An instrument for change
Lost River Diamonds owner Jim Lehman, who himself has worked as a miner and explorer in a number of African countries that have previously been at the centre of the conflict diamond issue, said the lack of understanding of the political and socio-economic issues surrounding conflict diamonds was currently hampering those countries in their efforts to rebuild.

He said the proposed changes to the definition by the World Diamond Council were a good thing but with the changes needed to be an awareness campaign of the role the diamond industry needed to play in helping some countries get back on their feet.

“What we need to do is let people know that the diamond industry now is doing more good in most African countries,” Lehman said. “I hold talks for local retailers to explain what conflict diamonds are. Being managing director and CEO of a diamond mining exploration in Africa at the time I was very much aware of the danger and damage the whole issue is causing the black African community who are legitimately mining and selling diamonds.”

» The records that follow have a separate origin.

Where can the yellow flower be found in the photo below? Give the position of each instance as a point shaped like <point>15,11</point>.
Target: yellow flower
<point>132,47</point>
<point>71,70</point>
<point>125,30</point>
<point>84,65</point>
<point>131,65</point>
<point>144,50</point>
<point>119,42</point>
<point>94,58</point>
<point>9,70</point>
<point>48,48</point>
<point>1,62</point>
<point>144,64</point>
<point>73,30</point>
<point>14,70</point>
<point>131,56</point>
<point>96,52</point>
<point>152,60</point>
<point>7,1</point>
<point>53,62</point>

He said as a diamond supplier he sells Argyle diamonds and often people chose them because of the confidence it gave them that it was conflict free, adding there was an assumption that by comparison any diamonds coming out of Africa were not.

“Customers won’t buy the African diamonds because there could be a conflict, but these people desperately need the money for their diamonds. In Botswana that’s their number one source of income, and it is a beautiful country and a very well run country, but people will say, no we don’t want African diamonds because there could be a conflict, well those conflicts don’t exist, but there is a human rights issue. There is a human rights issue with Saudi Arabia as well, but we still buy their oil, ” Lehman said.

Leading Australian diamond expert Gary Holloway also picked up on the hypocrisy of the way the diamond industry is scrutinised in comparison to other industries such as oil. “Nobody questions where the oil comes from every week when they fill the petrol tank in their car,” Holloway said. “It is a sad thing that the diamond industry is a tall poppy to an extent on this issue.”

Hot air
Holloway said while the new definition was good he felt the debate was a waste of time as he doubted all of the countries involved would back the change.

“I don’t think it will ever get ratified, so it is a complete waste of time,” Holloway said. “It is a good idea, but all of this discussion amounts to hot air, basically, because it will never be ratified by certain countries, and when the existing statute for the Kimberley Process was put in place it required 100 per cent support [for a change].”

Holloway said if the change to the definition was ratified it would allow the industry to put even more pressure on “despots who put pressure on their own people”, however the WDC was limited in what it could achieve through the Kimberley Process and as a consequence he felt sometimes too much was expected of the process.

“The statute that was written in the original Kimberley Process was not set up to be a human rights tool, that is not to say it couldn’t have been, but it wasn’t and so far it has achieved what it was set up to do,” Holloway said.

“I think had it been set up as a human rights tool 10 years ago it probably would not have got up then, either. In order to get ratified it needs to have 100 per cent support, and unfortunately it won’t receive that from a handful of countries.

“It is sad to try and change the Kimberley Process to something that it was never designed to be. It would be simpler and more effective to start again with something new with the United Nations,” Holloway explained.

According to the WDC, less than one per cent of the world’s diamonds are conflict diamonds by the current definition, down from approximately four per cent in the late 1990s.

The Kimberley Process requires each shipment of rough diamonds crossing an international border to be transported in a tamper-resistant container and be accompanied by a government validated Kimberley Process Certificate, which can only be exported to another Kimberley Process participant country.